Friday, November 9, 2012

Joe Neal says, 'Bring on the ducks' and the hawk may also be hoping for migrating birds with the coming weather change, but rabbits and squirrels and smaller creatures are much easier to spot on Nov. 9, 2012

Please click on images to enlarge.

Red-shouldered hawk at World Peace Wetland Prairie 9 Nov. 2012

Photos by Aubrey James Shepherd


    Yesterday, Highway 102 exit off I-540, at a 10-acre storm water retention structure associated with Moberly Manor apartments in Bentonville, there were something like 62 Canada Geese, honks louder than the freeway. They skied and splashed into a raft including, Gadwalls (25), Mallards (10), Canvasbacks (4, female type plumage), Redheads (2), Ring-necked Ducks (20), Lesser Scaups (2), Buffleheads (2), Ruddy Duck (1), Pied-billed Grebes (10), American Coots (60).
    Today is fall beautiful, warm, blue sky, but weather people promise a cold front. Bring on the ducks!
    Funny how our brains work in mysterious ways. Seeing Canvasbacks at Moberly simultaneously recalled a chance encounter 40 years ago. Looking through my bins I see Cans and amazingly, the green cloth cover and gold letters of The Canvasback on a Prairie Marsh, by H. Albert Hochbaum (1944).
    This book found me in the early 1970s shortly after I'd been metaphorically swept off my feet by The Sand County Almanac by Aldo Leopold. Sand was the first book after the Holy Bible of my youth that successfully placed my world in logical and spiritual order. Canvasbacks continued me on the journey.
    This morning early, before birding, I hiked up to Mullins Library on the UA campus and checked out Canvasback.
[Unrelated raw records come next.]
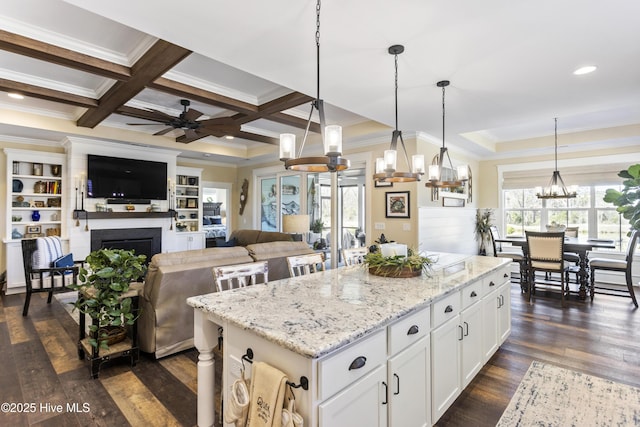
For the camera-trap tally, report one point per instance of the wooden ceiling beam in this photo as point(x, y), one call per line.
point(47, 94)
point(196, 94)
point(159, 59)
point(58, 55)
point(297, 122)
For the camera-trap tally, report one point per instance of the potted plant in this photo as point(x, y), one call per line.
point(627, 200)
point(484, 220)
point(316, 231)
point(102, 284)
point(412, 265)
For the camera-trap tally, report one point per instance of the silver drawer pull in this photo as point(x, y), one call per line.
point(358, 363)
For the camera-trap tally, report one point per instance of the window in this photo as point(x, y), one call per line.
point(523, 211)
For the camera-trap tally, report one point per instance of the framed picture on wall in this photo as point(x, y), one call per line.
point(397, 204)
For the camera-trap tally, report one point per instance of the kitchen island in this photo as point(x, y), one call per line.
point(356, 338)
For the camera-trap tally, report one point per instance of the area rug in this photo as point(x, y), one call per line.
point(553, 396)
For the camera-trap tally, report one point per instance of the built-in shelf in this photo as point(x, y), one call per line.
point(121, 215)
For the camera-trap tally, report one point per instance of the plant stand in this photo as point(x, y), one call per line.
point(126, 348)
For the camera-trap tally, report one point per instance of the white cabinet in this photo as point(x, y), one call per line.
point(472, 356)
point(401, 395)
point(504, 311)
point(445, 366)
point(35, 205)
point(409, 386)
point(187, 199)
point(35, 199)
point(361, 404)
point(496, 312)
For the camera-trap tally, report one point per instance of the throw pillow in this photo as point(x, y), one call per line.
point(48, 250)
point(64, 261)
point(228, 244)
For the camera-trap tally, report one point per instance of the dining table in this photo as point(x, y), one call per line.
point(577, 245)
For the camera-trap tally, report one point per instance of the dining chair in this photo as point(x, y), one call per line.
point(509, 251)
point(240, 275)
point(300, 265)
point(625, 266)
point(572, 257)
point(354, 256)
point(545, 253)
point(44, 270)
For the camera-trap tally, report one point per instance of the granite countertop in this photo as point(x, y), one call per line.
point(316, 314)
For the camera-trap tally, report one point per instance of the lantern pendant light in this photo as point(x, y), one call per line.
point(386, 166)
point(556, 188)
point(331, 135)
point(441, 171)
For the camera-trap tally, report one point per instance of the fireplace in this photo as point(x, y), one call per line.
point(144, 241)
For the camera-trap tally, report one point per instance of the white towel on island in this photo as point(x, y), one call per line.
point(268, 386)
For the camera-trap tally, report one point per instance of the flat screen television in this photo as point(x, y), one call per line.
point(123, 179)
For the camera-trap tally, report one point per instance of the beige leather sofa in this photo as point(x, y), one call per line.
point(165, 326)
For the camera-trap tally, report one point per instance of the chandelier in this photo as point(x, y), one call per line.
point(331, 135)
point(441, 171)
point(386, 166)
point(556, 188)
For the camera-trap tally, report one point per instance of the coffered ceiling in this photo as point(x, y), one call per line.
point(90, 68)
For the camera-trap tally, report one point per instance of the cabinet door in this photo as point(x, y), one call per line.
point(362, 404)
point(409, 386)
point(490, 305)
point(472, 360)
point(445, 366)
point(504, 312)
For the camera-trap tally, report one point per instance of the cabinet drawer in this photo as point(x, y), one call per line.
point(445, 309)
point(471, 294)
point(495, 279)
point(350, 364)
point(408, 330)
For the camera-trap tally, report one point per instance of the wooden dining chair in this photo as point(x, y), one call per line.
point(300, 265)
point(607, 264)
point(545, 253)
point(44, 270)
point(240, 275)
point(508, 251)
point(354, 256)
point(572, 257)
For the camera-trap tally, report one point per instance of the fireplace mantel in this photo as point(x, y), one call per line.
point(121, 215)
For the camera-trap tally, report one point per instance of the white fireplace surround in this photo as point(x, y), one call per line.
point(80, 235)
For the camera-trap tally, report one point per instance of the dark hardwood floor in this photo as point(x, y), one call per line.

The library copy looks and feels in my hand like the book I read 40 years ago.
    Yes, I'm off on a nostalgia trip.
    I see written inside "Department of Entomology."  This is a reminder that ornithology was once mainly a branch of agriculture. Prior to Doug James' arrival in 1953 at UA-Fayetteville, ornithology was the domain of Dr William Baerg, noted tarantula expert, who taught ornithology and published state bird books in 1931 and 1951.
    Then there is the Foreword written by Alexander Wetmore, avian paleontologist at the Smithsonian. "To those who live near marshlands and waterways the fall and spring flights of ducks are as current topics of conversation as the weather… " Amen.
    Finally, I'm to the title page and Hochbaum's  evocative pen and ink drawings. They remind me of other, classic books, full of drawings that pull you into the facts, ideas, and reflections. But right now, I need to put the book down.
    I feel the urge that started 40 years ago. I'm off to Arkansas Game and Fish’s Bob Kidd Lake out past Prairie Grove. You know why.